Atherosclerotic cardiovascular disease (ASCVD) is the leading cause of mortality worldwide. Aside from asymptomatic manifestations, the first sign of clinically significant ASCVD is often a severe clinical event, such as stroke or myocardial infarction (MI). Thus, identifying individuals at high risk is crucial in preventing the fatal consequences of ASCVD. Current risk prediction models based on traditional risk factors, such as SCORE2, have limitations since they do not encompass all mechanisms and intermediary phenotypes leading to ASCVD. Particularly, current risk models fail to consider the disturbance of gene regulatory networks (GRNs) caused by genetic risk factors and diverse longitudinal exposures accumulating during a person’s lifetime.Furthermore the current models predict the combined risk of CAD, PAD and ischemic stroke despite mounting evidence of the heterogeneity of the underlying disease mechanisms. To capture the missing aspects of current ASCVD risk scores, MIRACLE project brings together unique data resources and expertise to provide novel multiomics based prediction models of ASCVD. We aim to (1) Integrate the globally largest CAD, PAD, and stroke GWAS information to identify genetic loci that differ between or are shared by these diseases and their subtypes, (2) Identify sex-specific subtypes of ASCVD patients using transcriptomic phenotyping of plaques and circulating biomarkers, (3) Generate functionally informed polygenic risk scores by combining experimental fine-mapping and gene prioritization approaches with integrative GRN and deep learning modelling. (4) Derive novel risk prediction models incorporating polygenic risk and circulating biomarkers. Providing a new gold standard for prediction models to accurately risk stratify stroke and MI represents a technological breakthrough allowing for earlier diagnoses and treatments of ASCVD.

The project is funded through the EIC Pathfinder Challenge: Cardiogenomics.

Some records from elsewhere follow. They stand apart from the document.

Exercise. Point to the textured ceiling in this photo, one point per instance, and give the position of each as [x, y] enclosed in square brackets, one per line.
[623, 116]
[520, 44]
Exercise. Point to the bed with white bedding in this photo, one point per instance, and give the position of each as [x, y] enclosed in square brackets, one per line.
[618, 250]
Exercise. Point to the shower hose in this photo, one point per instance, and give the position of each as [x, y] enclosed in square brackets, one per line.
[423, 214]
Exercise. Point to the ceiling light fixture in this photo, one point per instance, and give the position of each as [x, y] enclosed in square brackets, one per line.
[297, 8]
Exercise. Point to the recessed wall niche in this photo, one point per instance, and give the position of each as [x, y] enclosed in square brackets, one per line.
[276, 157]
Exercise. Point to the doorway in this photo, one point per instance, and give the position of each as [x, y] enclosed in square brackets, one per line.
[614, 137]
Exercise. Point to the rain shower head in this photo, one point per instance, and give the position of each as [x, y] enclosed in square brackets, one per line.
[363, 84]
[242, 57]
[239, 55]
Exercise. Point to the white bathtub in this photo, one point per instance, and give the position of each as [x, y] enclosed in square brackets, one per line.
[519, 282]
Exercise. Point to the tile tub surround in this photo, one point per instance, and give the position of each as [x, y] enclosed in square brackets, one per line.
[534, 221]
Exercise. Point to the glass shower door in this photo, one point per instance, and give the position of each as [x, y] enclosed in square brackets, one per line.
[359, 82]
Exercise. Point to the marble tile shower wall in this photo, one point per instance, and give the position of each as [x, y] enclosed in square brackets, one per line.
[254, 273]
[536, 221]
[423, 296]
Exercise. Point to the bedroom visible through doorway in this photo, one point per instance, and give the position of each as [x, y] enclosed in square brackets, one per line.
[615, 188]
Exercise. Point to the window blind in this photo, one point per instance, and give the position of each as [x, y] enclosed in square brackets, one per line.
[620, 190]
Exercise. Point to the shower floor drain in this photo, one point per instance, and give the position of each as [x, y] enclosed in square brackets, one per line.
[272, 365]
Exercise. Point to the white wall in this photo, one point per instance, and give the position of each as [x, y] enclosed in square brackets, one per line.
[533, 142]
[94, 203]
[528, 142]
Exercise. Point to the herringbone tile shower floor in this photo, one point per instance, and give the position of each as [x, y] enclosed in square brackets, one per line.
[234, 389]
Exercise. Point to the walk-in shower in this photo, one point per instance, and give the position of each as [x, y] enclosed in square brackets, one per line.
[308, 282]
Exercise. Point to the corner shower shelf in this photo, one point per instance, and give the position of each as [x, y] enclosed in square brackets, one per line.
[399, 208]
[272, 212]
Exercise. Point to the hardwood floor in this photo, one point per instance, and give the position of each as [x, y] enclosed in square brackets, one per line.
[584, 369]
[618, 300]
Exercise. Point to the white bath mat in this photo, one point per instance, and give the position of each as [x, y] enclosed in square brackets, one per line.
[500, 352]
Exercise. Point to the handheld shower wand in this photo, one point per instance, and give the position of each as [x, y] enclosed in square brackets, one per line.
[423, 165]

See the official project homepage for more information.

Group members involved
Project partners

New technologies for target discovery in neuropsychiatric disorders (2022-2027)

Neuropsychiatric disorders (NPDs) are major causes of human suffering, loss of lives and productivity all over the world. Currently used pharmacotherapies against NPDs have low efficacy and specificity and were introduced 50-100 years ago mainly based on accidental findings. However, recent molecular genetic studies have revealed strongly associated genetic loci, enriched in brain pathways and proteins, and possible new therapeutic targets for NPDs. Moreover, revolutionary new technological breakthroughs have been reported in computational and experimental molecular life sciences. These technologies will be refined, applied and combined in the NeuroConvergence project for systematic identification and testing of new molecular targets in the treatment of NPDs.

More information can be found in the NFR project bank.

Group members involved
  • Ammar Malik
Project partners

Intelligent systems for personalized and precise risk prediction and diagnosis of non-communicable diseases (2021-2024)

This project will create intelligent systems for personalized and precise risk prediction and diagnosis of non-communicable diseases using multi-omics data, by developing, implementing and validating novel algorithms for structure learning and inference in large-scale, multi-organ causal Bayesian gene networks, based on computational methods that we have developed previously to infer, characterize and validate gene regulatory networks in complex diseases.

More information can be found in the NFR project bank.

Group members involved
Project partners

Scalable causal gene network inference via genetic node ordering (2015-2017)

The aim of this project is to reconstruct causal, global and high-quality gene networks from large-scale omics data to understand how the genotype determines the phenotype.

For more information, see the UKRI project bank.

Group members involved
  • Lingfei Wang
Software

The main outcome of this project was the Findr software.